SINGAPORE: The development of Singapore’s Marina Coastal Expressway is the city state’s first undersea road tunnel. Volvo pavers were chosen for part of the project to ensure compliance with strict International Roughness Index requirements

by John Bayliss

The Singapore government has placed great emphasis on the development of infrastructure, seeing it as a cornerstone in strengthening the economy. As such,
road transport plays a key role.

Construction of the Marina Coastal Expressway (MCE) tunnels began in the first quarter of 2010. Work was completed in the second half of 2013 with the expressway opening to traffic on December 29. The dual five-lane, 5km-long project provides a vital link between eastern and western Singapore. It replaces part of the East Coast Parkway (ECP), creating an additional high-speed connection with the New Downtown development. This section of the ECP and its access roads are now being realigned to form a significant arterial route to serve the Marina Bay district.

CHALLENGES

Constructing the 420m-long tunnel, Singapore’s first undersea expressway of its kind, presented considerable challenges. Passing through the seabed of the Marina Bay Channel, a barrage had to be constructed to allow the work to take place. Consequently, large volumes of water had to be discharged into the surrounding sea and regulated to minimize disruption to the vessels coming in and out of the bay.

Complicating excavations was a stretch of old sea wall buried some 12m underground that had been left behind during land reclamation work more than 30 years ago. It also had to be removed.

Most of the construction was carried out in soft clay conditions some 20m below mean sea level and 14m beneath the seabed. In total, the building work covered an area of 13.1 hectares and produced 3 million cubic meters of excavated material, equivalent in volume to 1,200 Olympic swimming pools.

HIGH-PRECISION

Due to the enormous scale of the S$4.1 billion (US$3.27 billion) project a large number of contractors were involved in the construction. They included Samwoh Premix Pte. Ltd. which was given the role of paving the concrete surface of the roads in the MCE tunnels with asphalt. The requirements were strict, having to meet an International Roughness Index (IRI) of 2mm per metre for the final layer. Faced with such high-precision work, Samwoh called on its fleet of Volvo pavers. The company has eight in total: three ABG5770s, three ABG5820s and two ABG6820s.

TRAINING

Technical specifications were not the only factor in Samwoh’s decision to turn to Volvo for the MCE project, according to David Choo, Business Director for Volvo CE, Singapore. “Samwoh chose Volvo not only for the quality of our pavers but also for our Road Competency Training, which is our unique added value.”

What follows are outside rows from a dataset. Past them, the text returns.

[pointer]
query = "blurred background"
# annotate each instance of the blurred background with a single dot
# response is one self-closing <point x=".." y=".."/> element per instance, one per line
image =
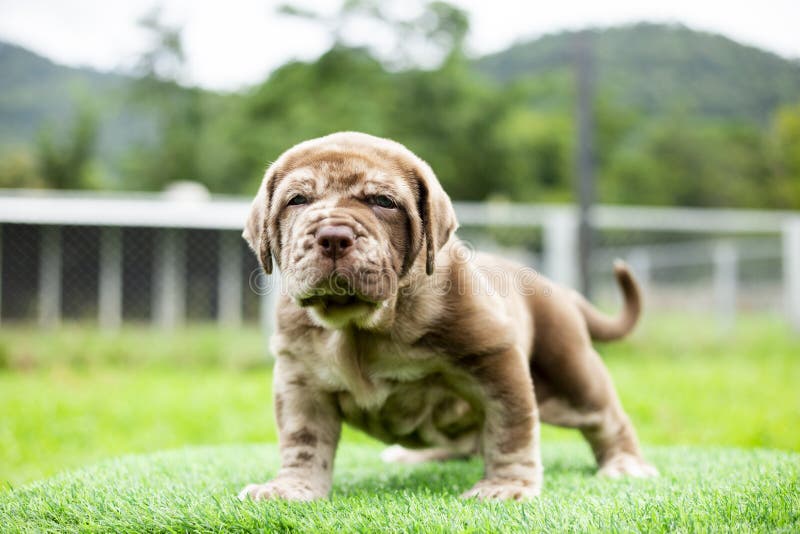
<point x="132" y="138"/>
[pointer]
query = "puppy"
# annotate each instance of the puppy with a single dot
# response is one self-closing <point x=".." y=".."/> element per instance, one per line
<point x="389" y="323"/>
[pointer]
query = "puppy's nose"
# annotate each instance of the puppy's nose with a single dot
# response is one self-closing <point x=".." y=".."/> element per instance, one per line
<point x="335" y="241"/>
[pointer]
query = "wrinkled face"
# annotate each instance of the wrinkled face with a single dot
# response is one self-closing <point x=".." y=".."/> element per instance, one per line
<point x="347" y="231"/>
<point x="350" y="219"/>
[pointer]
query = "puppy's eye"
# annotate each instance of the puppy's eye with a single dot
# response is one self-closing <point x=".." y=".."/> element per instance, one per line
<point x="383" y="201"/>
<point x="297" y="200"/>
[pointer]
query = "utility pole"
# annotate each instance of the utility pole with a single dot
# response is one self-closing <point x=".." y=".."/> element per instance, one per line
<point x="584" y="151"/>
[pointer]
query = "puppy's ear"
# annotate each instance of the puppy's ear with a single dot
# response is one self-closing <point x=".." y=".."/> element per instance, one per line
<point x="256" y="229"/>
<point x="437" y="214"/>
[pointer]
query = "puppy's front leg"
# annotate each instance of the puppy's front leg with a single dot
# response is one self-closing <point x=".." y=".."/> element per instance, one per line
<point x="510" y="437"/>
<point x="308" y="432"/>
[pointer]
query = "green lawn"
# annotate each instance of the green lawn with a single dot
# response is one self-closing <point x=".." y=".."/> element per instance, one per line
<point x="194" y="489"/>
<point x="75" y="397"/>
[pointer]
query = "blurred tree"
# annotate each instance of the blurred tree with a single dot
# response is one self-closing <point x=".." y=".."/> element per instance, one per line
<point x="435" y="34"/>
<point x="18" y="169"/>
<point x="784" y="143"/>
<point x="680" y="161"/>
<point x="65" y="163"/>
<point x="173" y="155"/>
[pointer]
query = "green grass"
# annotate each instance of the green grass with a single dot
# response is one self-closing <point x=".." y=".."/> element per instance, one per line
<point x="76" y="396"/>
<point x="194" y="490"/>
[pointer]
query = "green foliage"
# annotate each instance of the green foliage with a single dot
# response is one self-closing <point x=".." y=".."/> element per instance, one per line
<point x="681" y="117"/>
<point x="65" y="164"/>
<point x="658" y="69"/>
<point x="18" y="169"/>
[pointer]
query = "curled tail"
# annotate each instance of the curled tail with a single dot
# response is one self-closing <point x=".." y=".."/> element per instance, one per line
<point x="601" y="326"/>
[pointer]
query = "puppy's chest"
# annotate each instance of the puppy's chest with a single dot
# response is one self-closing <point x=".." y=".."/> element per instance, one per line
<point x="371" y="373"/>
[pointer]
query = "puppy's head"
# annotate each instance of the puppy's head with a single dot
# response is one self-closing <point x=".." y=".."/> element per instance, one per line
<point x="347" y="218"/>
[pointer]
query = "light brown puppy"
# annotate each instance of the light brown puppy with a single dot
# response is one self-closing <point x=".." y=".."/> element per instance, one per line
<point x="389" y="323"/>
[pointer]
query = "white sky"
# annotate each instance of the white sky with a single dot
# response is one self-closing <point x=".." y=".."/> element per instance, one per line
<point x="237" y="42"/>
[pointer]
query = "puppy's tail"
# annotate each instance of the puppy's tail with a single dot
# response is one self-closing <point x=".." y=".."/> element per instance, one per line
<point x="601" y="326"/>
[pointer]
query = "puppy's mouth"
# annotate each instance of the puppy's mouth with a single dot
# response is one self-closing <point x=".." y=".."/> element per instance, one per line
<point x="334" y="302"/>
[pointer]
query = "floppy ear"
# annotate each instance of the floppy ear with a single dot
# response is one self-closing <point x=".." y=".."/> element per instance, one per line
<point x="256" y="228"/>
<point x="437" y="214"/>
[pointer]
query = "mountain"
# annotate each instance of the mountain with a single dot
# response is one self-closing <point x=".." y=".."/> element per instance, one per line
<point x="36" y="93"/>
<point x="657" y="69"/>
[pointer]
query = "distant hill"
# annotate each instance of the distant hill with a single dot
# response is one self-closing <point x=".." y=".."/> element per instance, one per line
<point x="664" y="68"/>
<point x="36" y="93"/>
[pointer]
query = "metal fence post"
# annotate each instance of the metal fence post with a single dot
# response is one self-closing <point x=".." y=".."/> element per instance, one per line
<point x="269" y="288"/>
<point x="229" y="281"/>
<point x="1" y="274"/>
<point x="169" y="294"/>
<point x="561" y="247"/>
<point x="109" y="305"/>
<point x="641" y="264"/>
<point x="791" y="271"/>
<point x="725" y="282"/>
<point x="50" y="276"/>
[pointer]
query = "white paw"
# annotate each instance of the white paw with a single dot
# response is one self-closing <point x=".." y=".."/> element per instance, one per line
<point x="627" y="465"/>
<point x="285" y="488"/>
<point x="503" y="489"/>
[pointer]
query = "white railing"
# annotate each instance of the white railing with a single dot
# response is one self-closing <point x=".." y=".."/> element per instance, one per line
<point x="110" y="211"/>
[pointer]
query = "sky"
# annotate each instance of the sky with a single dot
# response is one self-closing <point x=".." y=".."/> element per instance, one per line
<point x="234" y="43"/>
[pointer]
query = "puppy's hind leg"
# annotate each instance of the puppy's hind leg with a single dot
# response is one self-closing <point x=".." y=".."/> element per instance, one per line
<point x="590" y="404"/>
<point x="401" y="455"/>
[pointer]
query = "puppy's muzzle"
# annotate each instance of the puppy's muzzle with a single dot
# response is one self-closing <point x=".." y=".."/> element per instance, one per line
<point x="335" y="241"/>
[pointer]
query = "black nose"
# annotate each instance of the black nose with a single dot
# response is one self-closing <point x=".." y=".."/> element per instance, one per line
<point x="335" y="241"/>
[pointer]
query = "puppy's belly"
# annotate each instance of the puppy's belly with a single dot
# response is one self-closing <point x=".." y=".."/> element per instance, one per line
<point x="417" y="414"/>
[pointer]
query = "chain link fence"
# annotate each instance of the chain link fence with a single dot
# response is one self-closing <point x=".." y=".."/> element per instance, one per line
<point x="193" y="266"/>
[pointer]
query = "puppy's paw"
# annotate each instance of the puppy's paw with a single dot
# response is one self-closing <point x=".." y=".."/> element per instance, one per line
<point x="503" y="489"/>
<point x="289" y="489"/>
<point x="627" y="465"/>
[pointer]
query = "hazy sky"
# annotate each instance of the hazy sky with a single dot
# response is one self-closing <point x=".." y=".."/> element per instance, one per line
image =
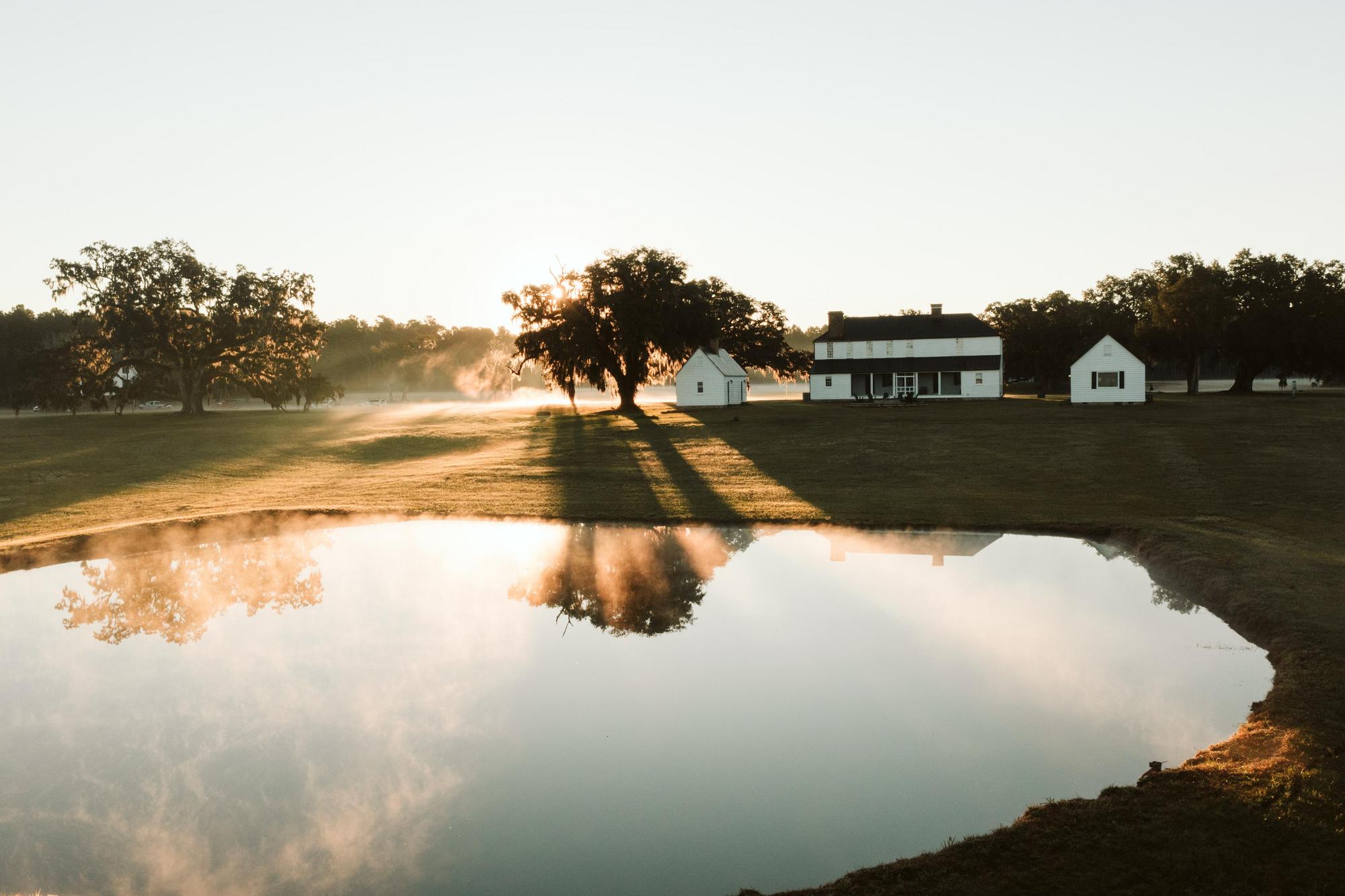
<point x="419" y="159"/>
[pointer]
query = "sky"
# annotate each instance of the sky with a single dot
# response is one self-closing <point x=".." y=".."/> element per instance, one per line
<point x="423" y="158"/>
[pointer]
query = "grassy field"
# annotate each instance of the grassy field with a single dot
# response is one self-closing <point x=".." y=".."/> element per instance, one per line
<point x="1237" y="501"/>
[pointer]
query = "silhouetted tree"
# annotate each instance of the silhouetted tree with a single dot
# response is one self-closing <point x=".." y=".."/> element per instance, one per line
<point x="630" y="317"/>
<point x="159" y="309"/>
<point x="26" y="339"/>
<point x="754" y="331"/>
<point x="1043" y="337"/>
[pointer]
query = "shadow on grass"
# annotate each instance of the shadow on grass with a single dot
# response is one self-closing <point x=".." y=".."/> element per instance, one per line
<point x="703" y="501"/>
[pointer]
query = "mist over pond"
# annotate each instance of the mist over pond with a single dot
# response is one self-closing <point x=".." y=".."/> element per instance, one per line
<point x="501" y="706"/>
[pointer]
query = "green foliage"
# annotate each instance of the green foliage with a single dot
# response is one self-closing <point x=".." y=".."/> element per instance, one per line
<point x="166" y="313"/>
<point x="1043" y="337"/>
<point x="631" y="317"/>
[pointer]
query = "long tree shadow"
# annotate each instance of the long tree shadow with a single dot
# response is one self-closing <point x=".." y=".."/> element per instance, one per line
<point x="700" y="498"/>
<point x="644" y="580"/>
<point x="126" y="458"/>
<point x="591" y="470"/>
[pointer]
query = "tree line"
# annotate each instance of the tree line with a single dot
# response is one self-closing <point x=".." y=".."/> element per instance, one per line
<point x="157" y="322"/>
<point x="1261" y="313"/>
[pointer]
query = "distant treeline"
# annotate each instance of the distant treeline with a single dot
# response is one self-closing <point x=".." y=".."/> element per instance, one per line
<point x="155" y="322"/>
<point x="1257" y="315"/>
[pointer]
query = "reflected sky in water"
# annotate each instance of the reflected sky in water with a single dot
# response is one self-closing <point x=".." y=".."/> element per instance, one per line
<point x="504" y="708"/>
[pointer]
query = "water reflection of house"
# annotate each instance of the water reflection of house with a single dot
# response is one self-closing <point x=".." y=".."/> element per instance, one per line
<point x="934" y="544"/>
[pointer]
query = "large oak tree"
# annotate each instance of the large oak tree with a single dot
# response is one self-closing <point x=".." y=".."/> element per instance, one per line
<point x="630" y="317"/>
<point x="162" y="310"/>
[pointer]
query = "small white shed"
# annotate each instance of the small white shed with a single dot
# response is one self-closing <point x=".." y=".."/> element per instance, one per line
<point x="711" y="377"/>
<point x="1108" y="373"/>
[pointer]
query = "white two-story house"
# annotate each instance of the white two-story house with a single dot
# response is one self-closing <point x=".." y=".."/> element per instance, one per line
<point x="933" y="356"/>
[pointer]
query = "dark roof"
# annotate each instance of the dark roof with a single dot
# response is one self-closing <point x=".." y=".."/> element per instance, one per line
<point x="906" y="365"/>
<point x="909" y="327"/>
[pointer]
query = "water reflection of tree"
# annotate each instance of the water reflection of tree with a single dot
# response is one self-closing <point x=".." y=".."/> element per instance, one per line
<point x="177" y="594"/>
<point x="1174" y="600"/>
<point x="626" y="579"/>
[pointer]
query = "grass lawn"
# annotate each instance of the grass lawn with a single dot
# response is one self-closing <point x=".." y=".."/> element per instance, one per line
<point x="1237" y="501"/>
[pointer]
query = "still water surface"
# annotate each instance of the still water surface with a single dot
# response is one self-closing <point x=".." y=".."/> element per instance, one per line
<point x="531" y="708"/>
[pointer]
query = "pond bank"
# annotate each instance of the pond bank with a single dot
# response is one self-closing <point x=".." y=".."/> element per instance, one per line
<point x="1234" y="501"/>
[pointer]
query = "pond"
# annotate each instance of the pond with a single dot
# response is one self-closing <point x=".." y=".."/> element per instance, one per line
<point x="537" y="708"/>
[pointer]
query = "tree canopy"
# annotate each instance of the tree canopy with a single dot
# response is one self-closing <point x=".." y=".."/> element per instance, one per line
<point x="631" y="317"/>
<point x="162" y="310"/>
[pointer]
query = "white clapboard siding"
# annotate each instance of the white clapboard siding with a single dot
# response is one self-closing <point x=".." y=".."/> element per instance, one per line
<point x="708" y="381"/>
<point x="1108" y="356"/>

That view is supported by Lo Chee Seng, Samwoh’s Operations Manager, who says he expected the training in Germany organised by Volvo for his company’s team would be classroom based with some practical lessons in the yard. However, that proved not to be the case. “What Volvo did was very impressive. They gave us the opportunity to experience German teams paving at high German standards.”

Although the formal training sessions were completed in 2012, Lo Chee Seng says that the process did not end there, with ongoing email and telephone exchanges extending the training relationship.
Volvo pavers are also used in a number of other road maintenance and improvement projects initiated by Singapore’s Land Transport Authority.

“Road paving is a unique and specialized business that requires quality products, excellent service and competency training,” says Volvo’s David Choo. “That is why we must be there to partner and support our customers all the way.”